From: John (_You_ hide, they seek.) Mackin <john@civil.su.oz.au>
To: The rc Mailing List <rc@hawkwind.utcs.toronto.edu>,
Boyd Roberts <boyd@prl.dec.com>
Subject: compact - a history-file compaction command
Date: Sat, 3 Oct 1992 19:17:33 -0400 [thread overview]
Message-ID: <199210040917.15729.rc.baboz@civil.su.oz.au> (raw)

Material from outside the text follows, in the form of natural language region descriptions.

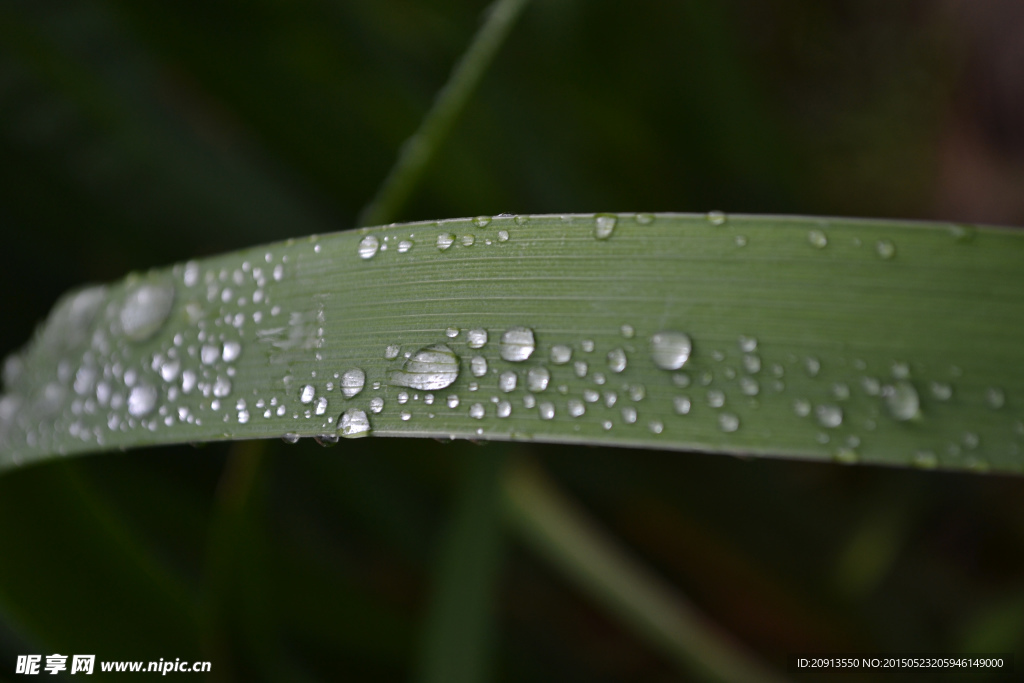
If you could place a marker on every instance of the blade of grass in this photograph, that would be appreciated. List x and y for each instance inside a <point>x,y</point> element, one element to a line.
<point>862,341</point>
<point>417,152</point>
<point>460,622</point>
<point>560,531</point>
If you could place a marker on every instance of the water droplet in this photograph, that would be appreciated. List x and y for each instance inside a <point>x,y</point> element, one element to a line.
<point>828,416</point>
<point>368,249</point>
<point>682,404</point>
<point>352,382</point>
<point>444,240</point>
<point>476,338</point>
<point>716,217</point>
<point>145,309</point>
<point>429,369</point>
<point>728,422</point>
<point>141,400</point>
<point>507,382</point>
<point>616,360</point>
<point>901,399</point>
<point>538,378</point>
<point>671,350</point>
<point>817,239</point>
<point>353,423</point>
<point>517,344</point>
<point>604,225</point>
<point>994,397</point>
<point>560,354</point>
<point>232,350</point>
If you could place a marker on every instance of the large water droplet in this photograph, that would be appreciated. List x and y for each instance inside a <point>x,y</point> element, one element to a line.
<point>671,350</point>
<point>517,344</point>
<point>353,423</point>
<point>368,247</point>
<point>141,400</point>
<point>604,225</point>
<point>145,309</point>
<point>538,378</point>
<point>429,369</point>
<point>901,399</point>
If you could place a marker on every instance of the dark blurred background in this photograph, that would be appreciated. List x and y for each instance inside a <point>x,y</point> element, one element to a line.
<point>135,134</point>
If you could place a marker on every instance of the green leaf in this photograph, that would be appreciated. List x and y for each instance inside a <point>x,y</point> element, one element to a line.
<point>864,341</point>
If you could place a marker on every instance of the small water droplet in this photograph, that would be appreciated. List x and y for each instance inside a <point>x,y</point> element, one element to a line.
<point>885,249</point>
<point>901,399</point>
<point>444,240</point>
<point>476,338</point>
<point>671,350</point>
<point>507,382</point>
<point>352,382</point>
<point>817,239</point>
<point>716,217</point>
<point>353,423</point>
<point>994,397</point>
<point>616,360</point>
<point>577,408</point>
<point>145,309</point>
<point>681,404</point>
<point>604,225</point>
<point>560,354</point>
<point>538,378</point>
<point>368,248</point>
<point>517,344</point>
<point>141,400</point>
<point>828,416</point>
<point>429,369</point>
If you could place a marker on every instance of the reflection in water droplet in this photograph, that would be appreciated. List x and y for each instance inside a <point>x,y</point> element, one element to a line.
<point>616,360</point>
<point>368,247</point>
<point>145,309</point>
<point>507,382</point>
<point>429,369</point>
<point>353,423</point>
<point>682,404</point>
<point>560,354</point>
<point>728,422</point>
<point>671,350</point>
<point>885,249</point>
<point>352,382</point>
<point>817,239</point>
<point>901,399</point>
<point>828,416</point>
<point>141,400</point>
<point>538,378</point>
<point>476,338</point>
<point>604,224</point>
<point>517,344</point>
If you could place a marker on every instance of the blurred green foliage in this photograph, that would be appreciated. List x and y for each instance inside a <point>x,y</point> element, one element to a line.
<point>135,134</point>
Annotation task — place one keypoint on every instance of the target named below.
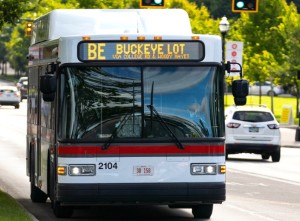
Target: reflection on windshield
(100, 102)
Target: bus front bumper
(142, 193)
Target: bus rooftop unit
(126, 107)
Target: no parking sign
(234, 53)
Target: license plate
(253, 129)
(143, 170)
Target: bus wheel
(61, 211)
(37, 196)
(203, 211)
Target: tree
(263, 41)
(11, 10)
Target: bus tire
(202, 211)
(36, 195)
(61, 211)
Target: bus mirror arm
(48, 83)
(240, 87)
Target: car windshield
(252, 116)
(138, 102)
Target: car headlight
(82, 170)
(203, 169)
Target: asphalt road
(256, 189)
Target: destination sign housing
(140, 50)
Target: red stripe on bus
(141, 150)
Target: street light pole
(224, 27)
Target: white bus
(125, 107)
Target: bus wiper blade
(114, 133)
(165, 125)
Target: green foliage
(10, 10)
(10, 209)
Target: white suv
(252, 129)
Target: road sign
(234, 53)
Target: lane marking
(265, 177)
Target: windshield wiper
(114, 133)
(165, 125)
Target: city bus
(125, 107)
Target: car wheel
(265, 156)
(276, 156)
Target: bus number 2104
(108, 166)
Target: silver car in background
(266, 89)
(252, 129)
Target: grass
(278, 103)
(10, 210)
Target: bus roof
(71, 22)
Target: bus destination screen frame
(131, 50)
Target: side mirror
(48, 84)
(48, 87)
(240, 90)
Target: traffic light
(244, 5)
(152, 3)
(28, 30)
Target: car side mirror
(240, 91)
(48, 86)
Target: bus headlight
(203, 169)
(82, 170)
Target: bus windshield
(97, 102)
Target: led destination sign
(137, 50)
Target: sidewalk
(288, 135)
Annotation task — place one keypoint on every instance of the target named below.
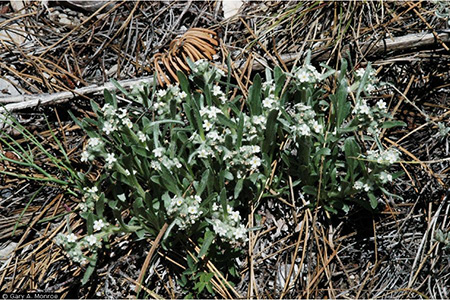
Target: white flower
(217, 91)
(108, 110)
(71, 238)
(93, 142)
(161, 93)
(98, 225)
(141, 136)
(197, 199)
(362, 108)
(92, 190)
(234, 215)
(158, 152)
(254, 162)
(303, 76)
(192, 210)
(110, 158)
(220, 228)
(304, 130)
(127, 122)
(240, 233)
(203, 153)
(106, 107)
(84, 156)
(108, 127)
(366, 187)
(360, 72)
(391, 157)
(370, 87)
(255, 149)
(91, 239)
(123, 113)
(385, 177)
(155, 165)
(207, 125)
(358, 185)
(268, 102)
(259, 120)
(317, 127)
(213, 111)
(381, 104)
(182, 95)
(213, 135)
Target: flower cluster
(186, 211)
(228, 226)
(304, 121)
(370, 117)
(306, 74)
(75, 246)
(163, 97)
(386, 157)
(371, 82)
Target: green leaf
(311, 190)
(254, 96)
(226, 121)
(373, 200)
(90, 269)
(270, 130)
(184, 84)
(352, 150)
(223, 201)
(207, 240)
(90, 222)
(168, 180)
(390, 124)
(100, 205)
(240, 131)
(238, 188)
(203, 183)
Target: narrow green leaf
(238, 188)
(207, 240)
(270, 133)
(240, 131)
(390, 124)
(254, 96)
(373, 200)
(90, 269)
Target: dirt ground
(56, 56)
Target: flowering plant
(193, 157)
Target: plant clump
(193, 158)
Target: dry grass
(298, 252)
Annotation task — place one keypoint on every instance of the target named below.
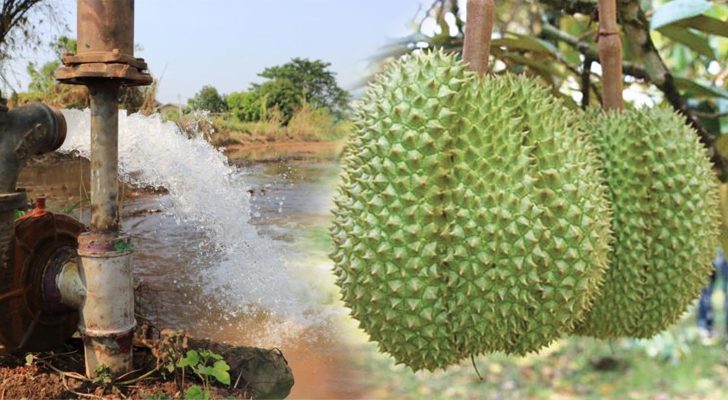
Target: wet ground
(291, 195)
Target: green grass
(307, 125)
(673, 365)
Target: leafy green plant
(206, 365)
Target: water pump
(54, 275)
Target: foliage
(208, 99)
(206, 365)
(313, 124)
(677, 55)
(311, 81)
(19, 20)
(245, 106)
(281, 95)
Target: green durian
(665, 221)
(470, 216)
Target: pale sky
(225, 43)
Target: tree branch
(648, 64)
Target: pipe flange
(12, 201)
(84, 74)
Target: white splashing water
(206, 193)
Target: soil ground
(59, 375)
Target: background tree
(208, 99)
(246, 106)
(676, 55)
(302, 81)
(18, 28)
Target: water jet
(46, 289)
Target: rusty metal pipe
(105, 62)
(24, 131)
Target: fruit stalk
(609, 46)
(476, 46)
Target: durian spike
(610, 55)
(476, 47)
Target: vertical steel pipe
(104, 157)
(105, 26)
(105, 62)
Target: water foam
(211, 195)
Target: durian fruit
(471, 215)
(664, 199)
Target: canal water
(240, 259)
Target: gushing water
(207, 193)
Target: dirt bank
(279, 151)
(254, 372)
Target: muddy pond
(289, 204)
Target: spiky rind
(471, 215)
(664, 198)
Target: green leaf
(706, 24)
(191, 359)
(699, 89)
(677, 10)
(220, 372)
(195, 392)
(694, 41)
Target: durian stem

Here's my version. I'm sorry I didn't send it out much earlier and save
everyone the effort of writing those foul script versions :). Please
comment.
OK,
John.
# To unbundle, sh this file
echo README 1>&2
sed 's/.//' >README <<'//GO.SYSIN DD README'
-This is compact version 0.9, by John Mackin <john@civil.su.oz.au>.
-
--- What is compact?
-
-compact is a tool which analyses its input line-wise, and only outputs
-one copy of each duplicated line. Unlike uniq, compact detects duplicate
-lines even if they are not adjacent. Unlike sort | uniq, compact is stable
-with respect to the order of the lines; duplicated lines are output in the
-most recent (farthest along) position.
-
--- Why is that any use?
-
-I admit that I can't think offhand of any application for compact other
-than the specific one for which I wrote it. I hope your mileage varies :).
-
-It was written to compact shell history files. Some shells are able to
-simply append each command line to a file after it is read and before
-it is executed. This allows very simple, clean, and flexible implementation
-of history entirely outside the shell itself. With this kind of history,
-people seem to fall into two classes: those who like to throw their
-history away frequently (e.g., when a window or a login session dies),
-and those who like to keep it forever. I'm one of the latter. Of
-course, in that case, unless you do something about it your history
-file grows without bound. compact is what I do about it.
-
-It really helps; for a typical example, it shrinks one raw history file
-I have here from 164 000 characters to 67 000. In terms of lines, the
-saving is even more impressive, from 12 000 to 4 000 on the same example
-file. (This implies that rarer commands are longer, which is as it should
-be.)
-
-A history file that's compacted regularly still grows without bound,
-but the growth is much more under control.
-
--- Why a new program? Why not implement this using existing tools?
-
-I couldn't think of any way to do what compact does using normal
-standard UNIX tools that was even reasonably clean and efficient.
-If you _can_ think of one, please tell me. The solutions that I
-have since seen don't impress me, efficiency-wise; that matters,
-since my history file ends up being pretty big.
-
--- Why did you pick a command name that was already used?
-
-I am aware that a `compact' command already exists on some machines.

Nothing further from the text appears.